Alors il fut décidé que personne ne m’aimerait, parce que je ne savais dire mon affection à personne. On me fit malheureux, on prononça que je ne le sentais pas ; on m’exila presque du toit paternel ; on m’envoya vivre sur les rochers comme un pauvre oiseau des grèves. Vous savez quelle fut mon enfance, Indiana. Je passai mes longs jours au désert sans que jamais une mère inquiète vint y chercher la trace de mes pas, sans qu’une voix amie s’élevât dans le silence des ravins pour m’avertir que la nuit me rappelait au bercail. Je grandis seul, j’ai vécu seul ; mais Dieu n’a pas permis que je fusse malheureux jusqu’au bout, car je ne mourrai pas seul.

« Cependant le ciel m’envoya dès lors un présent, une consolation, une espérance. Vous vîntes dans ma vie comme s’il vous eût créée pour moi. Pauvre enfant ! abandonnée comme moi, comme moi jetée dans la vie sans amour et sans protection, vous sembliez m’être destinée, du moins je m’en flattai. Fus-je trop présomptueux ? Pendant dix ans vous fûtes à moi, à moi sans partage, sans rivaux, sans tourments. Alors je n’avais pas encore compris ce que c’est que la jalousie.

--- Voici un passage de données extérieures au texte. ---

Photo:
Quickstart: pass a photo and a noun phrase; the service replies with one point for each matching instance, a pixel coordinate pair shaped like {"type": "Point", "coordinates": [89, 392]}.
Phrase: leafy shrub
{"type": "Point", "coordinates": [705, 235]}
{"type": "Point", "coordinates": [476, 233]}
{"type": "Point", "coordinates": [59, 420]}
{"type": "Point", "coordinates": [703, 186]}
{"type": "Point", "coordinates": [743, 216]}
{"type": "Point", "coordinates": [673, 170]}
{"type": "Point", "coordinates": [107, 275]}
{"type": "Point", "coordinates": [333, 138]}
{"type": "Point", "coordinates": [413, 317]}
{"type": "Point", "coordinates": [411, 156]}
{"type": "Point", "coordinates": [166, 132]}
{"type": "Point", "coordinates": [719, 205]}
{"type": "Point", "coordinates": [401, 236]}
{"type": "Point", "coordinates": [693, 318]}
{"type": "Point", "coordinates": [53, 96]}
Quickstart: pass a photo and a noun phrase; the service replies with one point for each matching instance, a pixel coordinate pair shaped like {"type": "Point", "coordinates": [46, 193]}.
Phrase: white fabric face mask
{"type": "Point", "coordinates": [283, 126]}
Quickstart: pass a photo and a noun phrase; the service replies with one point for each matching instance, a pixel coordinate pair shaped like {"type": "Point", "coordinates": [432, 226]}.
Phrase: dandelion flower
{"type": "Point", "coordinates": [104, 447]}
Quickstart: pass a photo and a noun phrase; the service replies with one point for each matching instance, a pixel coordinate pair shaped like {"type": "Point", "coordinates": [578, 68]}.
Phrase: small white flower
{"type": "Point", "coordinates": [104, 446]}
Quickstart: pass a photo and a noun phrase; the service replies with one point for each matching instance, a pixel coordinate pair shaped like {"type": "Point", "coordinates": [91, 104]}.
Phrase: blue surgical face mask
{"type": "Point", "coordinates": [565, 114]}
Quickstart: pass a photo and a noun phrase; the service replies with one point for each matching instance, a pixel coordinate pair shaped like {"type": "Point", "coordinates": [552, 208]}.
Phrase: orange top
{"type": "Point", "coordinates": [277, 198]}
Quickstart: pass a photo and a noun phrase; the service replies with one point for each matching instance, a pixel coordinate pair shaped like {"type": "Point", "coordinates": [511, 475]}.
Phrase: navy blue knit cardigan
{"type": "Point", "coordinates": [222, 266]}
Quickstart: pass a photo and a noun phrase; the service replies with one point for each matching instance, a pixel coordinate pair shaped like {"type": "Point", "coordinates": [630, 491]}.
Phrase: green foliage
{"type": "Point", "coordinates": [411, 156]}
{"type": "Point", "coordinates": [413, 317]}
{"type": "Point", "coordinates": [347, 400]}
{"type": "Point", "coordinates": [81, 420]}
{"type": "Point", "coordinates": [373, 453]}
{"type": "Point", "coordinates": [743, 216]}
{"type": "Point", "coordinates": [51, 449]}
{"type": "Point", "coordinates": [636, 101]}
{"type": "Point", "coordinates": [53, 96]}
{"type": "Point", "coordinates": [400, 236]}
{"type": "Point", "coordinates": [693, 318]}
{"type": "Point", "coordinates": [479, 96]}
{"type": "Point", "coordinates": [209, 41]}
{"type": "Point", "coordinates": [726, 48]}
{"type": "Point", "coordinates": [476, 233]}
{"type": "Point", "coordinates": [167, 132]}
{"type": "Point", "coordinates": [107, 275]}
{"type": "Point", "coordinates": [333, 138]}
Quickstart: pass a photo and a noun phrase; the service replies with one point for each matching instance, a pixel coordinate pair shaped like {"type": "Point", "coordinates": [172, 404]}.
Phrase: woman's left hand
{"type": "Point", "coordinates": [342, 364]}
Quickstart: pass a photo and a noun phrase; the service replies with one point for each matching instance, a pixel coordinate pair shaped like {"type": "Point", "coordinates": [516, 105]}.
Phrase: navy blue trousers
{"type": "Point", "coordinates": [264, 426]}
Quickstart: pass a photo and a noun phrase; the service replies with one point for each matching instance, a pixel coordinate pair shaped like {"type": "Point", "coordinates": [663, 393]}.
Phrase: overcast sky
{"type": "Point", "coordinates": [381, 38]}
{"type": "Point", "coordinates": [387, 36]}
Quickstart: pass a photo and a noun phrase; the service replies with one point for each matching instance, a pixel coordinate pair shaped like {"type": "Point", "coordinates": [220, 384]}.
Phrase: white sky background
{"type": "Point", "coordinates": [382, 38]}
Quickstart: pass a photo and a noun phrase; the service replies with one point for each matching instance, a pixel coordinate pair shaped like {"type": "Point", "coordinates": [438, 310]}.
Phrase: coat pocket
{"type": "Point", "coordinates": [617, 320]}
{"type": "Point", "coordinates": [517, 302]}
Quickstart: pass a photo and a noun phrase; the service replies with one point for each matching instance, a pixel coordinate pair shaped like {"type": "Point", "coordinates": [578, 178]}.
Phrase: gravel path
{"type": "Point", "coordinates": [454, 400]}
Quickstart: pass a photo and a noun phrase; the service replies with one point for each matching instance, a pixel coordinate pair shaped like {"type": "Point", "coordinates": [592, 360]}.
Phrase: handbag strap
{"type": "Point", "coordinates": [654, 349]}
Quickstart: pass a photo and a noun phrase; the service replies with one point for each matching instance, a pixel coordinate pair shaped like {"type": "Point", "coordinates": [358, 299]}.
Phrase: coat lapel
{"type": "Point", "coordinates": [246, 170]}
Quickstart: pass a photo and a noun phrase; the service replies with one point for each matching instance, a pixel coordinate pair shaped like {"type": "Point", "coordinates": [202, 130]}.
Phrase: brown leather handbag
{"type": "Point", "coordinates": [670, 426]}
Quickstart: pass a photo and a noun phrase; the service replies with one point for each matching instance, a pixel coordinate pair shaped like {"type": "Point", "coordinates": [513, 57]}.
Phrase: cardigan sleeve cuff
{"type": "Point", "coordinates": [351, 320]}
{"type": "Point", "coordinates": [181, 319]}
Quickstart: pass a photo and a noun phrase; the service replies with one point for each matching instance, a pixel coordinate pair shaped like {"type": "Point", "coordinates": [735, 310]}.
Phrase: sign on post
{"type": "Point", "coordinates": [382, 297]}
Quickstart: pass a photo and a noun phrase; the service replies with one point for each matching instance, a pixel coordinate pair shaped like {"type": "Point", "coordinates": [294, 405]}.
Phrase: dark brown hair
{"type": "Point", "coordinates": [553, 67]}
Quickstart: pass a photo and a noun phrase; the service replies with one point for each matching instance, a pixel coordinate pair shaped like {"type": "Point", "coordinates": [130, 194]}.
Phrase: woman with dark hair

« Ce temps, Indiana, fut le moins sombre que j’aie parcouru. Je fis de vous ma sœur, ma fille, ma compagne, mon élève, ma société. Le besoin que vous aviez de moi fit de ma vie quelque chose de plus que celle d’un animal sauvage ; je sortis pour vous de l’abattement où le mépris de mes proches m’avait jeté. Je commençai à m’estimer en vous devenant utile. Il faut tout dire, Indiana : après avoir accepté pour vous le fardeau de la vie, mon imagination y plaça l’espoir d’une récompense. Je m’habituai (pardonnez-moi les mots que je vais employer, aujourd’hui encore je ne les prononce qu’en tremblant), je m’habituai à penser que vous seriez ma femme ; toute enfant, je vous regardai comme ma fiancée ; mon imagination vous parait déjà des grâces de la jeunesse ; j’étais impatient de vous voir grande. Mon frère, qui avait usurpé ma part d’affection dans la famille, et qui se plaisait aux soins domestiques, cultivait un jardin sur la colline qu’on voit d’ici pendant le jour, et que de nouveaux planteurs ont transformée en rizière. Le soin de ses fleurs remplissait ses plus doux moments, et chaque matin il allait d’un œil impatient épier leur progrès, et s’étonner, enfant qu’il était, qu’elles n’eussent pas pu grandir dans une nuit au gré de son attente. Pour moi, Indiana, vous étiez toute mon occupation, toute ma joie, toute ma richesse ; vous étiez la jeune plante que je cultivais, le bouton que j’étais impatient de voir fleurir. J’épiais aussi au matin l’effet d’un soleil de plus passé sur votre tête ; car j’étais déjà un jeune homme et vous n’étiez encore qu’une enfant. Déjà fermentaient dans mon sein des passions dont le nom vous était inconnu ; mes quinze ans ravageaient mon imagination, et vous vous étonniez de me voir souvent triste, partager vos jeux sans y prendre plaisir. Vous ne conceviez pas qu’un fruit, un oiseau, ne fussent plus pour moi comme pour vous des richesses, et je vous semblais déjà froid et bizarre. Cependant vous m’aimiez tel que j’étais ; car, malgré ma mélancolie, je n’avais pas un instant qui ne vous fût consacré ; mes souffrances vous rendaient plus chère à mon cœur ; je nourrissais le fol espoir qu’il vous serait donné un jour de les changer en joies.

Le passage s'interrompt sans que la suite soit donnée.